Pada media ini, saya lebih cenderung memusatkan kata nota untuk siswa/siswi yang makanan utamanya adalah ubi jalar. Secara kasat mata memang benar, ada nota yang dikonsumsi dan ada nota yang seharusnya benar-benar harus disosialsaikan oleh pihak yang berwenang dalam dunia pendidikan, yang berkaitan dengan guru dan tugas pokoknya, di pulau Papua, khususnya Kabupaten Dogiyai.
Ketika hal itu dikaitkan dengan realitas pendidikan, banyak guru yang masih harus digembleng agar bisa menjadikan nota-nota yang baik kualitasnya. Guru-guru yang benar-benar guru. Bukan hanya guru asal-asalan, yang kerjanya cuma mengajar melulu. Bukan guru masuk kelas pada tanggal muda, atau saat pembagian dana bos, atau datang pukul 10.00 dan pulang 10.10 pagi.
Bertalian dengan hal di atas, dampaknya adalah, tingkat kebrutalan siswa/siswi sangat tinggi. Katakanlah, para pelajar yang sangat kurang beretika baik kepada guru-guru (saya sendiri pernah diusir dengan parang oleh siswa) maupun antar sesama; suka melawan; tidak mau mengerjakan tugas; sukanya bermain; disuruh belajar, acuh tak acuh. Entah mengapa? Itu pun masih dalam pertanyaan besar saya. Apakah karena kurang berpendidikannya orang tua, atau tingkat partisiapsi pelajar dalam kegiatan belajar yang sangat minim, atau kurang profesionalnya guru-guru yang ada?

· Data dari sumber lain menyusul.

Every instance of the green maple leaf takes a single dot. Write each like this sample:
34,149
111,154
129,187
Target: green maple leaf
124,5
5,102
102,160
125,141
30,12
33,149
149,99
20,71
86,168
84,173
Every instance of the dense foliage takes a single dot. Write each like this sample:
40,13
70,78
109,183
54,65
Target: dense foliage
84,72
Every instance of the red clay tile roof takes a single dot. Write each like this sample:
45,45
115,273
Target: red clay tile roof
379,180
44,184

Dalam syairnya Ebit bahwa, mari kita bertanya pada rumput yang bergoyang.
Hal yang lebih serius lagi, pemahaman terhadap Bahasa Indonesia sangat minim. Kami yang guru SM-3T, sungguh sangat sulit dalam mengajar. Hal yang sama diulang-ulang sampai tenggorokan bergoyang pun sulit dipahami. Pada hal, Bahasa Indonesia adalah Bahasa Nasional. Apakah Papua adalah NKRI? Ya, sangat NKRI.

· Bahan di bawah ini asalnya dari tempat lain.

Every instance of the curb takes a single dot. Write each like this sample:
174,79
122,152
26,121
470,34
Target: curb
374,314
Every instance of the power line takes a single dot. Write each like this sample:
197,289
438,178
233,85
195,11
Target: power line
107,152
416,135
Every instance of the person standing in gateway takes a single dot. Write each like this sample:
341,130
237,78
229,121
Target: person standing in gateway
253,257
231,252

Hal seperti di atas harus segera dinotai kepada pemerintah daerah, dalam hal ini dinas pendidikan, oleh pemerintah propinsi atau Kementerian pendidikan, untuk segera dibenahi, khususnya dinas Pendidikan dan sekolah-sekolahnya. Karena, sungguh malang anak-anak nota di negeri Papua. Guru-guru tidak mengerti dengan bidang studi yang yang diajar, tetapi harus mengajar. Dan guru-guru juga masih mengajar rangkap.

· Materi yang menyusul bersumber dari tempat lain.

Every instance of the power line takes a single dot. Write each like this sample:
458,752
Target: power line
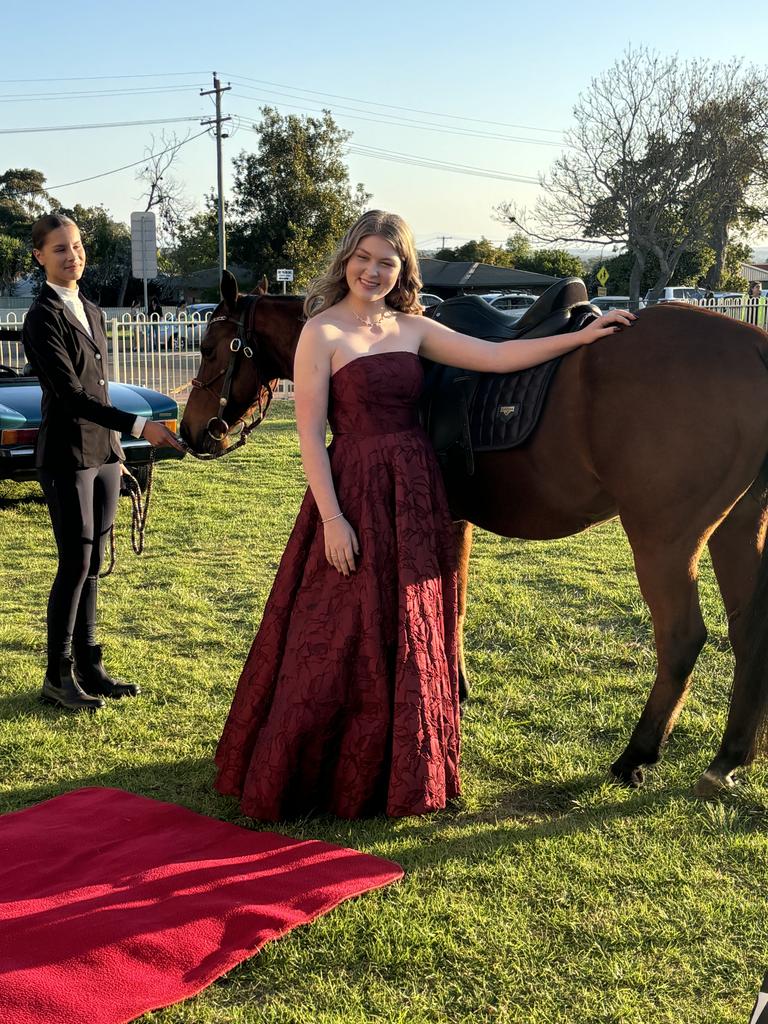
415,160
125,167
421,125
93,94
110,124
103,174
410,110
100,78
440,165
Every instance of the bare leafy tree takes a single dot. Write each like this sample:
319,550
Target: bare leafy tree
163,193
662,152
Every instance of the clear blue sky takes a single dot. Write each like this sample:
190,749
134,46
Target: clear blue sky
489,61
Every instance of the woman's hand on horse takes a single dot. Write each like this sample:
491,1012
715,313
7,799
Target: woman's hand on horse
159,435
341,545
604,326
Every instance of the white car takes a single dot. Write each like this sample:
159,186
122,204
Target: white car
182,330
606,302
677,293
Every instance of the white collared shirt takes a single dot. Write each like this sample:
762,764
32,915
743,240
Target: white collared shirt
71,298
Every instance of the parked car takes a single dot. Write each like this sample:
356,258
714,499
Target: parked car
606,302
677,293
512,301
19,422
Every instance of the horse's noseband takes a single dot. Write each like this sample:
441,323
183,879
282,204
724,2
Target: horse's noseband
217,428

Dan hal ini juga harus segera dievaluasi sedini mungkin, pada setiap Universitas yang menjebolkan putra/putri dari daerah Papua. Tolong orientasikan kualitan kependidikan, bukan hanya money oriented, but quality oriented.
Dengan ada solusi untuk setiap persoalan di atas, saya pikir, para nota alias pelajar, yang adalah mutiara hitam, akan menjadi banyak Denis yang luar biasa. Semoga!